JCP Reports $2.9B in Q3 Sales, Installs Pricing Analytics Team

J. C. Penney Company, Inc. reported net sales of $2.90 billion in the third quarter of 2015, compared to $2.76 billion in the same quarter last year. Same store sales increased 6.4 percent for the period.

CEO Marvin Ellison said, "The continuation of our strong sales performance this quarter demonstrates ongoing progress towards achieving the company's long-term financial targets. We grew the top line, improved margin and intensified our expense discipline.  As we look ahead to the fourth quarter, we are well positioned to compete effectively during the key holiday shopping period thanks to the hard work and dedication of all our associates."

Ellison continued, "While there is significant work to do to improve our company, the JCPenney team remains determined to regain our status as a world-class retailer."

JCP is taking a cue from 2014's holiday results to prepare for this year's critical shopping period. Ellison, who joined the company in Nov. 2015, spent a lot of time in stores last winter familiarizing himself the the retailer's operations. "I heard overwhelmingly and saw with my own eyes we were literally out of business in sheets, in towels, in underwear, in boots, just basic fundamental categories that you need to drive the business," he said during the third-quarter earnings call. As such, JCP has made "strategic investments" in those categories to ensure there's an opportunity to convert foot traffic that is expected in stores following holiday marketing pushes.

The retailer also is assembling a pricing analytics team that will focus initially on size optimization, assortment, and item planning with its new merchandising systems. "We're in the early innings of this system, and the more we use the system, the better we are," Ellison said, adding that the buys made for the current season were done using the platform.

For the third quarter, all merchandise divisions had positive comp sales gains over last year. Men's, home, footwear, handbags, and Sephora were among the company's top performing divisions.
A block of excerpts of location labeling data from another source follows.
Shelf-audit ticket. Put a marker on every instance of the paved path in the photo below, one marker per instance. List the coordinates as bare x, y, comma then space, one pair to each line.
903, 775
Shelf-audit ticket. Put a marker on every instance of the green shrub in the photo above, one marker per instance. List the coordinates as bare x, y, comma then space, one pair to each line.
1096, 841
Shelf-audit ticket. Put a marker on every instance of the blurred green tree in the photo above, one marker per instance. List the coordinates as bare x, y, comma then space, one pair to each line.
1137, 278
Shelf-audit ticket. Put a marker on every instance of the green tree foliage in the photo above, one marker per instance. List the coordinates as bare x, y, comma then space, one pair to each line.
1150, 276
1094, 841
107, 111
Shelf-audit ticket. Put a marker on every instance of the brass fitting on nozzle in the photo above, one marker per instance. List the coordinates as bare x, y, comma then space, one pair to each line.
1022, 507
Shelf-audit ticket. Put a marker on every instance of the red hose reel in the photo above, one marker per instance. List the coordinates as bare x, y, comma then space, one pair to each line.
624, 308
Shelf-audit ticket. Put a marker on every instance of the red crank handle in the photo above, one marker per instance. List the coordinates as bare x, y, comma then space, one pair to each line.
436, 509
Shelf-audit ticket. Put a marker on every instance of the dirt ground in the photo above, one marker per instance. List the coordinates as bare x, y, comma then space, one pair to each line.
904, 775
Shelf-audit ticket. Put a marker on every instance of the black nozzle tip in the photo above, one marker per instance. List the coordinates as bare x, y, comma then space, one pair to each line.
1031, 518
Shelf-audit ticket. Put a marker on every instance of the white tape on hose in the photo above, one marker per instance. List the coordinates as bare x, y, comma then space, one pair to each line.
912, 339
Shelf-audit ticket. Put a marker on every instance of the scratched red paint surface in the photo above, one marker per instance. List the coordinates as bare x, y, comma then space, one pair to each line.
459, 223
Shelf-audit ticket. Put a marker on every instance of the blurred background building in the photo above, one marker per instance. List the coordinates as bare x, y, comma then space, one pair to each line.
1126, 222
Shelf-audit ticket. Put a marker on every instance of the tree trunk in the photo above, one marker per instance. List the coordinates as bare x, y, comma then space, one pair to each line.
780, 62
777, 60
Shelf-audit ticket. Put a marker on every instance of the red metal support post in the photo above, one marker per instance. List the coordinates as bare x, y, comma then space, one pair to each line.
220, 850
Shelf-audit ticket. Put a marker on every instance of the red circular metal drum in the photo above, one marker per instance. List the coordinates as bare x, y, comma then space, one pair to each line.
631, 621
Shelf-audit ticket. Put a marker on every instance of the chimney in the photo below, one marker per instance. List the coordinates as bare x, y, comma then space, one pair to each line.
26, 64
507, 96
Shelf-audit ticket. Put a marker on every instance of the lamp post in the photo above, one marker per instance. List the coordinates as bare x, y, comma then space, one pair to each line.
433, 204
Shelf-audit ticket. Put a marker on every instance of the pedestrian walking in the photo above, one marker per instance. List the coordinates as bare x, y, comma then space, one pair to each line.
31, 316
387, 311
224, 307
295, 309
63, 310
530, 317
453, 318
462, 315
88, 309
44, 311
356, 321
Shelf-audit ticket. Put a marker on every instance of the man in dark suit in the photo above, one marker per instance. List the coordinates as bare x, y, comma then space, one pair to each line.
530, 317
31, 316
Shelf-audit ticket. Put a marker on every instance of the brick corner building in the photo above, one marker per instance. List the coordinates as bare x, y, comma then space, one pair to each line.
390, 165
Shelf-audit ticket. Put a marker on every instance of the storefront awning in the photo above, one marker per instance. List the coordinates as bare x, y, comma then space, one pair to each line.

Geographically, all regions experienced sales growth compared to the same period last year, with the best performance in the southern and western regions of the country.

Gross margin in the quarter improved by 70 basis points, on top of a 710 basis point improvement in the third quarter of last year, to 37.3 percent of sales, driven by improvements in clearance and promotional selling margins and supply chain productivity.

SG&A expenses for the quarter were down $41 million to $947 million or 32.7 percent of sales, representing a 300 basis point improvement from last year. These savings were primarily driven by lower store controllable costs, more efficient advertising and improved private label credit card revenue.

EBITDA improved $5 million to $107 million for the quarter. On an adjusted basis, EBITDA improved by $83 million to $108 million, despite the negative impact from the recent settlement of a class action lawsuit.  In the third quarter, the company showed a 27 percent improvement in net income over the prior year to a loss of $137 million or $(0.45) per share.

2015 full-year outlook

The company's 2015 full-year guidance is as follows:
  • Comparable store sales: expected to increase 4 percent to 5 percent;
  • Gross margin: expected to improve 100 to 150 basis points;
  • SG&A: expected to decrease approximately $120 million;
  • Adjusted EBITDA: approximately $645 million;
  • Depreciation and amortization: approximately $615 million;
  • Interest expense: approximately $415 million;
  • Capital expenditures: approximately $300 million; and
  • Free cash flow: expected to be breakeven.